Research question. Identify your research question(s) and resist the temptation to do broad, sweeping, searches in online databases for everyone all at once. Work systematically on one person or family at a time, seeking facts and and answering questions as you go.

Background research. What do you already know about your person of interest? Why do you know this? Makes notes, cite sources, even if your sources are oral tradition. Be prepared to prove or disprove this information as you undertake your genealogical research.

Types of sources. Consider which genealogical sources will best answer your research question. Start there.

Time and place. Our life events take place in specific locations at particular times. The more you can narrow down, even if by estimate, these times and places for your research, the easier and more accurate it will be.

Cautionary Tales.

Same name. Be sure you are looking at the right person--don't go by name alone. People in subsequent generations were often named after older family members. Don't assume people with the same name are always parent and child--they may be aunts, uncles, cousins, or merely unrelated individuals with the same name.

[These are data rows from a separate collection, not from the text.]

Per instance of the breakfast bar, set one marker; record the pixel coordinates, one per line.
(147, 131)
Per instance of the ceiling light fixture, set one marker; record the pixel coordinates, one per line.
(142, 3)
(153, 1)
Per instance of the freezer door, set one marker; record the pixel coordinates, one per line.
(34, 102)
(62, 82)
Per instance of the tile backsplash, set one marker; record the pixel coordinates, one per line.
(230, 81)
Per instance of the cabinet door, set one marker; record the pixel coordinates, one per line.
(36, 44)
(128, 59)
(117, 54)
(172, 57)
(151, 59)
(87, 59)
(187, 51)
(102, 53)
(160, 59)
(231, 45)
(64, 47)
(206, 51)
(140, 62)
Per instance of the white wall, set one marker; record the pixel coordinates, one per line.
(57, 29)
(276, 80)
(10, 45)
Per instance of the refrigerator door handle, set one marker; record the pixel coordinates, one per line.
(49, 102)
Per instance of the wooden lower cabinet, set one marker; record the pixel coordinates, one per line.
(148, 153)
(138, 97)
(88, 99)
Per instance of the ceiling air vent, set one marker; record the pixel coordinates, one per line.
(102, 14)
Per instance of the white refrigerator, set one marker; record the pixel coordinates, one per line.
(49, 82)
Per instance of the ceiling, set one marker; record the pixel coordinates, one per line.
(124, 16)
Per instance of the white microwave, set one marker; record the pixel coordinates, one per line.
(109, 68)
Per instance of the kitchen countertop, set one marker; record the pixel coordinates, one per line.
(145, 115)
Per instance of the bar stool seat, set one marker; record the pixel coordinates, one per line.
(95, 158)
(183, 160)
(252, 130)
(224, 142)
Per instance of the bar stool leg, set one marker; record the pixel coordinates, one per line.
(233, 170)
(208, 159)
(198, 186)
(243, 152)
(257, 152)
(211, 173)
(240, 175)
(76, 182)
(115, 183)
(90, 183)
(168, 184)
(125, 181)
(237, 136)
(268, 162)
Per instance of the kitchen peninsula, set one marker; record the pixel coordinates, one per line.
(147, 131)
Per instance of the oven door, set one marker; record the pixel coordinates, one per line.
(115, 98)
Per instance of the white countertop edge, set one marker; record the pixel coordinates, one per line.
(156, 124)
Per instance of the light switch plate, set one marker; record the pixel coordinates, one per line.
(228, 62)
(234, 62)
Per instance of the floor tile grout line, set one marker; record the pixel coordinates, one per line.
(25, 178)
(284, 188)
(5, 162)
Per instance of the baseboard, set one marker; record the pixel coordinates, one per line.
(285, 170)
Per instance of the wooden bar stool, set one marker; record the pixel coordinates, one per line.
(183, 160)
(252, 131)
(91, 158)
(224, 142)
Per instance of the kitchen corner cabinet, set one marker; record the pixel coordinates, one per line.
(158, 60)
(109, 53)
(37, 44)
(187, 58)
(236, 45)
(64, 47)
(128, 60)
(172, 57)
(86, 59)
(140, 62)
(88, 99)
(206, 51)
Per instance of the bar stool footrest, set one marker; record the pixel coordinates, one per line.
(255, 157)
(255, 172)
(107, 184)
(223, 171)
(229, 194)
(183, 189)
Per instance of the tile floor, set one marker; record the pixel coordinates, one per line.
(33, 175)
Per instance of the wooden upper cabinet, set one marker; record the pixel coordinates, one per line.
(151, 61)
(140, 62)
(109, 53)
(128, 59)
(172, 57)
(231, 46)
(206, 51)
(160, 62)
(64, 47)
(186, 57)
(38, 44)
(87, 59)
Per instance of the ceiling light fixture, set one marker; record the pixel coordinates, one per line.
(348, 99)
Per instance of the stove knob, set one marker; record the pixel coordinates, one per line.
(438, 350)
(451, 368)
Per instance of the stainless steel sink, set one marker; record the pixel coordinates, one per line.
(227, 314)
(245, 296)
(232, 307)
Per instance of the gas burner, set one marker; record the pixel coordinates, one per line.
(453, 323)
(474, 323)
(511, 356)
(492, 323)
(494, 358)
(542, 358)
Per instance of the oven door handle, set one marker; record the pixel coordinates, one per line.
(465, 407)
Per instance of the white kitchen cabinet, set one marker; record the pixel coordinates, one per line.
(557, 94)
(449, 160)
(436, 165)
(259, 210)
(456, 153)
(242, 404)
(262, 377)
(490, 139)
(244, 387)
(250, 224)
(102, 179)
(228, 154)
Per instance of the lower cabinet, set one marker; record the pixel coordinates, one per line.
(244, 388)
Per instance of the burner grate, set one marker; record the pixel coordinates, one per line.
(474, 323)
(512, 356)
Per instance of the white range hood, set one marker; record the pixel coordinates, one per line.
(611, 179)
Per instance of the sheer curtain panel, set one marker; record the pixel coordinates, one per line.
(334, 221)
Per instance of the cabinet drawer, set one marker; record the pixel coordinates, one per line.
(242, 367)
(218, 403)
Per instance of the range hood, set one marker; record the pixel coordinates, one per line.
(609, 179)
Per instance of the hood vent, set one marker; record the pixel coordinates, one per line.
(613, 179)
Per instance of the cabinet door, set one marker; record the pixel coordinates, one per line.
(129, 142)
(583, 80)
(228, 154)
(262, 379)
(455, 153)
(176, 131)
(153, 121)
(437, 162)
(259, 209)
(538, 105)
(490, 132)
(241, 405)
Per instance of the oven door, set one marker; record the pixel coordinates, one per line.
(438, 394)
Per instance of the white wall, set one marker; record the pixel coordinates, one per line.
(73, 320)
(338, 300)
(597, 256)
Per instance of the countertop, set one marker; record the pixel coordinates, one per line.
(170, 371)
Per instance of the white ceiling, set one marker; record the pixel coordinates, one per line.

Nicknames. Individuals may have gone by nicknames, and these nicknames (instead of full, given names) may well be stated in records generated during their lifetime.

Handwriting. Many original records are handwritten in varying styles and quality. Be patient and take time to work through reading and understanding these records.

Spelling. In original records, you will find that spelling varies. Consider how else the name(s) you are seeking might be spelled or varied. Look for these variants. Use wildcards and truncation strategies as you search genealogical databases.

Oral tradition. Many of us have fond memories of and attachments to stories that have descended in our families. Sometimes, though, once we undertake genealogical research, we find that these stories may or may not be fully grounded in fact. Be prepared for this. Your family's story is no less meaningful and you can still honor your family tradition by undertaking the associated research.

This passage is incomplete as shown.